Furthermore, the study conducted in Jimma, Southwest Ethiopia 42 indicated that taking a combination of insulin and oral antidiabetic medication was significantly associated with glycemic control (AOR = 4.59; 95 % CI: 1.05-20.14). Likewise, this study revealed that receiving a combination of antidiabetic agents (insulin + oral hypoglycemic agents) was significantly associated with glycemic control status (AOR = 11.2; 95%CI: 2.8-45.0).
Limitations
First, the study focused on the cross-sectional design and it has limits on the conclusion of causality of adherence patterns. Secondly, most of the adherence evaluations relied on self-reports and activity, this might be susceptible to bias. Third, the study was conducted in a single health institution and patients with type-2 diabetes, so the finding cannot be generalized to all diabetes patients as a whole.

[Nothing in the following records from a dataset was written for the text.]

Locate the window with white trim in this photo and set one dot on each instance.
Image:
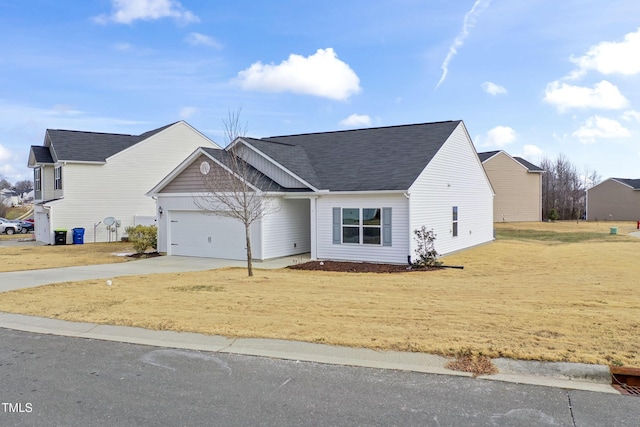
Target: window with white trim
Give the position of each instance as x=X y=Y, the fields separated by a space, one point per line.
x=455 y=221
x=37 y=180
x=361 y=226
x=57 y=181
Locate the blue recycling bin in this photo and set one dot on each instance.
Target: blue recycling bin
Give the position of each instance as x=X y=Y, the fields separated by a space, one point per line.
x=78 y=236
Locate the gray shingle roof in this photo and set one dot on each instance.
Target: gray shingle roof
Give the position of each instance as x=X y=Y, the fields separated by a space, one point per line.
x=41 y=154
x=634 y=183
x=530 y=166
x=484 y=156
x=487 y=155
x=79 y=146
x=258 y=179
x=373 y=159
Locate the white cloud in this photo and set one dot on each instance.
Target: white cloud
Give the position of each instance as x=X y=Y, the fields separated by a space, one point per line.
x=493 y=89
x=186 y=112
x=5 y=154
x=499 y=136
x=631 y=115
x=321 y=74
x=127 y=11
x=611 y=57
x=603 y=95
x=468 y=23
x=356 y=120
x=532 y=152
x=600 y=127
x=197 y=39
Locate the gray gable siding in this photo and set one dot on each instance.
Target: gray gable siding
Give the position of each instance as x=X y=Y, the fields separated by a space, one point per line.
x=375 y=159
x=633 y=183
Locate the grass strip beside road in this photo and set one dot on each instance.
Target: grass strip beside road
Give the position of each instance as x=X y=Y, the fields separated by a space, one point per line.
x=20 y=257
x=516 y=297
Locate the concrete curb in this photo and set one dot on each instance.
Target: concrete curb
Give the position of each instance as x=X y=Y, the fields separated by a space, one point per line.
x=574 y=376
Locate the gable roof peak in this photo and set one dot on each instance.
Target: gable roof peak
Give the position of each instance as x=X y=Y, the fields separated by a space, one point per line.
x=361 y=129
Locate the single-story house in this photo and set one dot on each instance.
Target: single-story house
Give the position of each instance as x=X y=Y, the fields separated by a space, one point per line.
x=614 y=199
x=517 y=184
x=355 y=195
x=82 y=179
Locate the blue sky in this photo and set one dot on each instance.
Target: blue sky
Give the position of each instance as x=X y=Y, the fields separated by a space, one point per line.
x=535 y=78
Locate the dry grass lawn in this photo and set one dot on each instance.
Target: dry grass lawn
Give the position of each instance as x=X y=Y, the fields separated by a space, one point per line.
x=574 y=297
x=24 y=257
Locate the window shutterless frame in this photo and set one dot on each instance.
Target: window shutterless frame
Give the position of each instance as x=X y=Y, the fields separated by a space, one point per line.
x=455 y=221
x=362 y=226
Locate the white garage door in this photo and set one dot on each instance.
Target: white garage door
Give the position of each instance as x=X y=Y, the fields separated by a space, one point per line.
x=197 y=234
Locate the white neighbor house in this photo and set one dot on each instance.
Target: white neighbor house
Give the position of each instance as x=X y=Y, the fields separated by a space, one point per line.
x=349 y=195
x=81 y=178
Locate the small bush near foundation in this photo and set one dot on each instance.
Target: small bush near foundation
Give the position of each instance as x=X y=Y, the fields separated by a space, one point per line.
x=426 y=252
x=143 y=237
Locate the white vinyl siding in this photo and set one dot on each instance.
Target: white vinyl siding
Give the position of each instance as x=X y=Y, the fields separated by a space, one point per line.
x=395 y=253
x=93 y=192
x=454 y=177
x=287 y=231
x=281 y=233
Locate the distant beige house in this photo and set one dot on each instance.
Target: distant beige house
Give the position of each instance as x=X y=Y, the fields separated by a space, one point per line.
x=614 y=199
x=517 y=185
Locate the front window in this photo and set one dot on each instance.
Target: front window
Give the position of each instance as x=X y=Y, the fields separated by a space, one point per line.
x=455 y=221
x=58 y=178
x=361 y=226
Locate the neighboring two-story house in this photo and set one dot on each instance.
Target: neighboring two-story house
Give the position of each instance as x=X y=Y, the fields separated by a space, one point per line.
x=82 y=178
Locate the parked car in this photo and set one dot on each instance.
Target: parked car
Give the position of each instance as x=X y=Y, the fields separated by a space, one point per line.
x=25 y=226
x=9 y=227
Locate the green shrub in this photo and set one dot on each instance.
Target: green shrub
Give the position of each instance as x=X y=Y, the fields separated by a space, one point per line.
x=426 y=252
x=143 y=237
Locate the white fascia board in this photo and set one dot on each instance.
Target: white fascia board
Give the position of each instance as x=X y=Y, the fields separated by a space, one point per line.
x=473 y=147
x=619 y=182
x=255 y=150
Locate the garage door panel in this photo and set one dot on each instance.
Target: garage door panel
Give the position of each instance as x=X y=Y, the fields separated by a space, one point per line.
x=197 y=234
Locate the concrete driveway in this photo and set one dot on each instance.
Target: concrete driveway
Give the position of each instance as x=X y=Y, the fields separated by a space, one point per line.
x=164 y=264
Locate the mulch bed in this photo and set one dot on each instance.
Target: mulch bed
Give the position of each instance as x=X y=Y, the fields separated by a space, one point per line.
x=356 y=267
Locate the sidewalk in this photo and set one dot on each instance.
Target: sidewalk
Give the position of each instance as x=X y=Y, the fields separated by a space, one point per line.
x=563 y=375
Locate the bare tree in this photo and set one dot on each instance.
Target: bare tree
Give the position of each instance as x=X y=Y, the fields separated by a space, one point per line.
x=238 y=189
x=564 y=189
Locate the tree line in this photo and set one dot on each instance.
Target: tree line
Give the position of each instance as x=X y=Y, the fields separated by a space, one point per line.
x=564 y=188
x=19 y=187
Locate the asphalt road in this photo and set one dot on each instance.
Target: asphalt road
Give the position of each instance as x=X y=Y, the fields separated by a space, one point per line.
x=48 y=380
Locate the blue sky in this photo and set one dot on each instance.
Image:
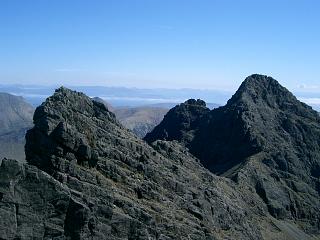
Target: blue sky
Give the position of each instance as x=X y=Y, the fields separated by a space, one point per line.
x=160 y=43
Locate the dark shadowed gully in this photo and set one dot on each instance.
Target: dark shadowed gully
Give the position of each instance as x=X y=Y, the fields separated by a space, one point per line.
x=88 y=177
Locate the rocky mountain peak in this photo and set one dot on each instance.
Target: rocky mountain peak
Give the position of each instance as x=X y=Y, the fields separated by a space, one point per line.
x=104 y=182
x=179 y=121
x=66 y=130
x=265 y=138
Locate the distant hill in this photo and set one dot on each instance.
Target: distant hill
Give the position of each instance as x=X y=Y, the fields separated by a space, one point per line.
x=140 y=120
x=263 y=138
x=15 y=120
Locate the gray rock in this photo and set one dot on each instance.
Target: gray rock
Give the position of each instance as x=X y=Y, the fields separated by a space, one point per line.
x=93 y=179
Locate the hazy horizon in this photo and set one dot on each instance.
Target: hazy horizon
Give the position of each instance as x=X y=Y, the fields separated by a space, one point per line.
x=159 y=44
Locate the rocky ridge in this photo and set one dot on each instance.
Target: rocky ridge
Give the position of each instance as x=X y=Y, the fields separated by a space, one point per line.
x=88 y=177
x=264 y=138
x=15 y=120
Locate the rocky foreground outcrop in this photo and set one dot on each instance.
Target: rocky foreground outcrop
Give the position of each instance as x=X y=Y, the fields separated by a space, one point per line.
x=263 y=138
x=88 y=177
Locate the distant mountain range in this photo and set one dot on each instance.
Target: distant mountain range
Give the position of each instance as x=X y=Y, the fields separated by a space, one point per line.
x=15 y=119
x=247 y=170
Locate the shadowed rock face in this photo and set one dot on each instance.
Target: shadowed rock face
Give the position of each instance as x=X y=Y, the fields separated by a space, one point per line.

Fourth, this study assessed only the antidiabetic medication adherence rate, but not the medications for comorbid diseases like hypertension, cardiac problem, and others.
Conclusion
This study indicates 52.2%, 72%, and 60.1% of patients with diabetes have not adhered to the practice of diabetic self-care, SMBG, and physical exercise, respectively. Therefore, improving awareness and regular education on diabetes is imperative to scale up patients’ adherence toward diabetic self-care practice.
Footnotes
Acknowledgements
We want to acknowledge nurses who were working in the diabetic follow up clinic for their support during data collection. Our gratefulness is also protracted to Sr. Enisha Seyoum for her invaluable support during data collection and patients with type-2 diabetes for their keen participation in the study.
Funding:
The author(s) disclosed receipt of the following financial support for the research, authorship, and/or publication of this article: This study was financially supported by Hawassa University.

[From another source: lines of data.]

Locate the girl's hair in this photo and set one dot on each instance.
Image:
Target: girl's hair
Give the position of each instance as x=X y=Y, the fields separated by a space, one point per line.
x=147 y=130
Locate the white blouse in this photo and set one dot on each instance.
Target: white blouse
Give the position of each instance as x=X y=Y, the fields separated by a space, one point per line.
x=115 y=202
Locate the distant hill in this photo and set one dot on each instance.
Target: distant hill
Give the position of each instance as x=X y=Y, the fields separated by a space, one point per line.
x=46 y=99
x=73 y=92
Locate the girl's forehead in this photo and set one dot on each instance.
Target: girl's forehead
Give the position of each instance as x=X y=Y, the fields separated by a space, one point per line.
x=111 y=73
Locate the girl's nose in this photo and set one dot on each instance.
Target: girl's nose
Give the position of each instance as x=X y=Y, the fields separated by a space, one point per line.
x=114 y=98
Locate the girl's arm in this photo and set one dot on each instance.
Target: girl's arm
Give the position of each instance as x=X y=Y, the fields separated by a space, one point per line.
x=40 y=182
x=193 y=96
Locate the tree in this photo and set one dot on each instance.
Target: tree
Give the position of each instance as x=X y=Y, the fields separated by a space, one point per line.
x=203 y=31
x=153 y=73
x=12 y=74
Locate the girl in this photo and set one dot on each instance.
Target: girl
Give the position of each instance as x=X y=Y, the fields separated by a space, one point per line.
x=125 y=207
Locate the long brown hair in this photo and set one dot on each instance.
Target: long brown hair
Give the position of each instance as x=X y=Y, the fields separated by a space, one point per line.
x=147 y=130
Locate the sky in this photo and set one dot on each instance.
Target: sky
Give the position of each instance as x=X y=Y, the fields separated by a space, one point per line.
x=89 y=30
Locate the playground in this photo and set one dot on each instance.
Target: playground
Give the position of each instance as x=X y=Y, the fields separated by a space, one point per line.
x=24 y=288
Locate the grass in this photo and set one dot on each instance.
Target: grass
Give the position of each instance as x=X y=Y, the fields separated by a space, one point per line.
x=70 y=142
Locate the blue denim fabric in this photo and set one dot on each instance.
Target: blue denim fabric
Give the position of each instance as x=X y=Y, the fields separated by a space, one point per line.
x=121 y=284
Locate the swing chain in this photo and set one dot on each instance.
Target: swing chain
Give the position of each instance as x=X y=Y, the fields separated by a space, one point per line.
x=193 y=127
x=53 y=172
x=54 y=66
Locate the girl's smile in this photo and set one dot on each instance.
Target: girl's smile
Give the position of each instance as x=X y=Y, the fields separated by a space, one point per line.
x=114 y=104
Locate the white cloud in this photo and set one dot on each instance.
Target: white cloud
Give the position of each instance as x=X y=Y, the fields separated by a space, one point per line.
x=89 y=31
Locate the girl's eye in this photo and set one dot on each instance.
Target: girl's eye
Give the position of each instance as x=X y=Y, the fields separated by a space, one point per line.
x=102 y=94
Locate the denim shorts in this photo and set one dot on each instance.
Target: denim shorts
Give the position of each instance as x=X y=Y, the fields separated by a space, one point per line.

Declaration of conflicting interests:
The author(s) declared no potential conflicts of interest with respect to the research, authorship, and/or publication of this article.
Author Contributions
GD designed the research, performed data collection, data entry, and interpretation. KW was advisor throughout the project. ST supported interpretation and appraisal. ATH analyzed data, did result interpretation, and wrote the manuscript including appraisal. All authors read and approved the final manuscript.
Availability of Data
The dataset of this article is not openly accessible but it can be available on reasonable requests from the corresponding author with authorization of Hawassa University’s comprehensive specialized hospital clinical director office.

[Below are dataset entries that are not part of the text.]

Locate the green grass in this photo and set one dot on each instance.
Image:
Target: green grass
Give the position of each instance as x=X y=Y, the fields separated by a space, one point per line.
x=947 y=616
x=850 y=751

Ethical Approval and Infomed Consent
The study was ethically approved by the institutional review board (IRB) of Hawassa University College of Medicine and health sciences (Ref. No: IRB/014/12). Permission of data collection was obtained from the Clinical and Academic Director Office of Hawassa University Comprehensive Specialized Hospital. All the study subjects provided written informed consent to participate in this study before data collection. All studies on humans defined in the present manuscript were conducted with the approval of the accountable ethics committee and as per national law and the Helsinki Declaration of 1975 (in its recent, revised form). The privacy of the study participants’ information was kept confidentially.